En août, Human Rights Watch a exigé la libération immédiate de Hannibal Kadhafi. Human Rights Watch considère que la détention de Hannibal Kadhafi repose sur des allégations non fondées. L’ONG appelle à sa libération immédiate, estimant qu’aucune preuve ne justifie son maintien en prison. Selon l’ONG, rien ne prouve qu’il détienne des informations sur la disparition de Moussa Sadr.
– L’affaire Sadr, miroir d’un Moyen-Orient fracturé –
Les autorités libanaises tiennent Mouammar Kadhafi pour responsable de la disparition de l’imam Moussa Sadr et de ses deux compagnons en 1978. L’imam Moussa Sadr a été vu pour la dernière fois en Libye, lors d’un déplacement officiel en août 1978. Depuis, aucune trace. Les autorités libanaises tiennent Mouammar Kadhafi pour responsable de sa disparition. Depuis, aucune trace.
Nabih Berri, président du Parlement libanais et successeur de l’imam Sadr à la tête du mouvement Amal, accuse les autorités libyennes de ne pas coopérer. Il dénonce leur silence dans l’enquête sur la disparition de Sadr, survenue en 1978 à Tripoli.
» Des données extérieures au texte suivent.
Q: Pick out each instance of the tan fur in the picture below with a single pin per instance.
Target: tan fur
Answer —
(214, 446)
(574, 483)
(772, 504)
La semaine dernière, le ministère libyen de la Justice a affirmé avoir coopéré dans l’affaire Hannibal Kadhafi. Il indique avoir transmis un mémorandum officiel à la justice libanaise en avril, proposant un règlement. Tripoli dénonce l’absence de réponse de Beyrouth.
Le nom de Hannibal Kadhafi apparaît aussi dans l’affaire du financement libyen de la campagne présidentielle de Nicolas Sarkozy. Nicolas Sarkozy a été condamné à cinq ans de prison pour avoir sollicité des fonds auprès du régime de Mouammar Kadhafi. Hannibal Kadhafi, détenu au Liban, est considéré comme une source possible d’informations dans ce dossier.
Au premier semestre 2021, la justice française a identifié une possible tentative de corruption visant des magistrats libanais. Objectif : obtenir la libération de Hannibal Kadhafi. « Des acteurs français ont tenté d’obtenir la libération de Hannibal Kadhafi, espérant qu’il fournirait des éléments capables de disculper Nicolas Sarkozy dans l’affaire du financement libyen. »
Ziad Takieddine est mort en septembre au Liban. L’homme d’affaires franco-libanais, protagoniste clé de l’affaire Sarkozy-Kadhafi, emporte avec lui des secrets explosifs. Il avait accusé Nicolas Sarkozy d’avoir reçu des financements de Mouammar Kadhafi. Sa disparition survient à deux jours d’un jugement attendu dans ce dossier.